You likely enjoyed positives of wine we visited last week, but if we are honest, the story is not universally rosy (or even rosé). This week, a glimpse at wine drinking downsides.

Even positive statements about wine’s benefits include the disclaimer “in moderation.” You can add that disclaimers to everything in life except love. Doctors always intone the moderation warning as they fondle power-symbol stethoscopes garlanded around their necks.

For starters, wine has calories. A bottle of white table wine contains about 610 calories, a bottle of red table wine about 625. A bottle may not be the equivalent of a Big Mac with fries, but it is not Weight Watchers recommended either. Alcohol consumption also tricks your mind into thinking you are hungry.
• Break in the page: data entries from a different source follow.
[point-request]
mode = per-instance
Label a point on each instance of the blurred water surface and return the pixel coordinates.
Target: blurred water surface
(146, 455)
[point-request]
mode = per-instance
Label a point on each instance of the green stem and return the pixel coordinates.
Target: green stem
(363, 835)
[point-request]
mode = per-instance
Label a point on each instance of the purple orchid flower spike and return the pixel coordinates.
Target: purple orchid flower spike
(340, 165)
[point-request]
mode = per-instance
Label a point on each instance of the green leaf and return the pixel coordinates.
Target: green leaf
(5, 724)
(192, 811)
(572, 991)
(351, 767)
Wine contributes some calories, the two extra slices of pizza do the big damage.

Although most people do not drink wine to get drunk, when you drink enough wine you will get drunk, with all the horrors that entails: DWI, blacking out about last night’s great evening, and embarrassing behavior—I never thought of you as a karaoke person until you drank that second bottle of wine. On yet a more serious note, alcohol excess can lead to cancer and other major health issues. Moderation.
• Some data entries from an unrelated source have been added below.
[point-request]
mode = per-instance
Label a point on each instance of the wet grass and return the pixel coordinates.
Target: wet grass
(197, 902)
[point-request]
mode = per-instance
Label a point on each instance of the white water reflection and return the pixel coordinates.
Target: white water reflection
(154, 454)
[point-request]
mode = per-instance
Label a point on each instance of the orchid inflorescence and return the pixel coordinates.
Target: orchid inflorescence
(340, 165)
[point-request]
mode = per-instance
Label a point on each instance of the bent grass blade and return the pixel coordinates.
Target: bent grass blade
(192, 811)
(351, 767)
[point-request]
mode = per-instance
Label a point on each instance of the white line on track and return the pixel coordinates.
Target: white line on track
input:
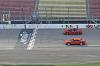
(93, 45)
(6, 48)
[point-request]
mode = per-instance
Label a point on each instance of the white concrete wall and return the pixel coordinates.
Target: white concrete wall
(40, 26)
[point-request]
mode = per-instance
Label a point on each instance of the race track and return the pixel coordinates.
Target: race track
(49, 48)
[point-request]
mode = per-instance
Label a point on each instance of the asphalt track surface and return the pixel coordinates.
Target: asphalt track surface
(49, 48)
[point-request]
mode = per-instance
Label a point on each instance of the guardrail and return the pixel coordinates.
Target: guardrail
(40, 26)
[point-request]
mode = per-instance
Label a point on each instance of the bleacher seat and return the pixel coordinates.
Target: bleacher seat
(56, 9)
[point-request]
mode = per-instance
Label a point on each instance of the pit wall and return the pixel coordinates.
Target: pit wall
(41, 26)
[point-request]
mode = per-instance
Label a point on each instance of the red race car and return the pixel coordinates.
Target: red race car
(73, 31)
(75, 41)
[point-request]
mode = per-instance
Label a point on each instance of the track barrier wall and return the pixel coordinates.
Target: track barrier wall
(41, 26)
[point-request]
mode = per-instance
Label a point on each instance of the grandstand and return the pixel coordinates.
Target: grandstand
(49, 11)
(95, 10)
(59, 11)
(16, 10)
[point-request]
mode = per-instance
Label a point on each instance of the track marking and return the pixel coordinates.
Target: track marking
(93, 45)
(8, 48)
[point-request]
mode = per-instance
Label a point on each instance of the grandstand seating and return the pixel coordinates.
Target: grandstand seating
(17, 9)
(95, 8)
(62, 9)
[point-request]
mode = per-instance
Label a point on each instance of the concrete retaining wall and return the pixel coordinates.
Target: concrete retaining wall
(40, 26)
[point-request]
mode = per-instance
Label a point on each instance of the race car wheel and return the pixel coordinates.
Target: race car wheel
(68, 44)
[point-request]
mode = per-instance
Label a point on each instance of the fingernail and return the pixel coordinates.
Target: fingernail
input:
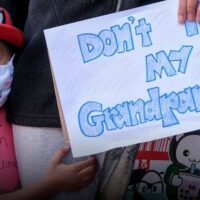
(67, 145)
(190, 17)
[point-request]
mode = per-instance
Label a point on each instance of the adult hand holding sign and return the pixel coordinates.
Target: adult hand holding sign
(188, 9)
Additional bummer aspects of wine abuse include increased risk of depression, diabetes, and alcoholism. And then there is that credit card train wreck you created when you brilliantly decided to buy a case of vintage Opus One still in the original wooden box.
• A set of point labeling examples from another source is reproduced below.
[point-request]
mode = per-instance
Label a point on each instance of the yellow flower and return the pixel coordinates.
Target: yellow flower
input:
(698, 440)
While on balance wine may tilt slightly toward positives, there clearly are downsides, at the “end of the day” we “circle back” (excuse the clichés) to moderation.

Tasting notes:

• Domaine Papagiannakos Savatiano, Markopoulo 2015: Food friendly; made with Greece’s savatiano grape; excellent with seafood. $11-14 Link to my review

• Masottina Conegliano Valdobbiadene Prosecco Superiore Brut NV: Example of how prosecco competes with Champagne for quality sparkling at fraction of the price. $12-19 Link to my review

• Bridlewood Estate Cabernet Sauvignon Paso Robles 2014: Tasty, fruit-forward, nicely nuanced. $13-18 Link to my review

• LangeTwins Centennial Zinfandel, Lodi 2011: Built for lovers of monster zins; vivid fruit, depth, balance. $55-60 Link to my review

Last round: If you do sober what you said you’d do drunk, you will soon learn moderation.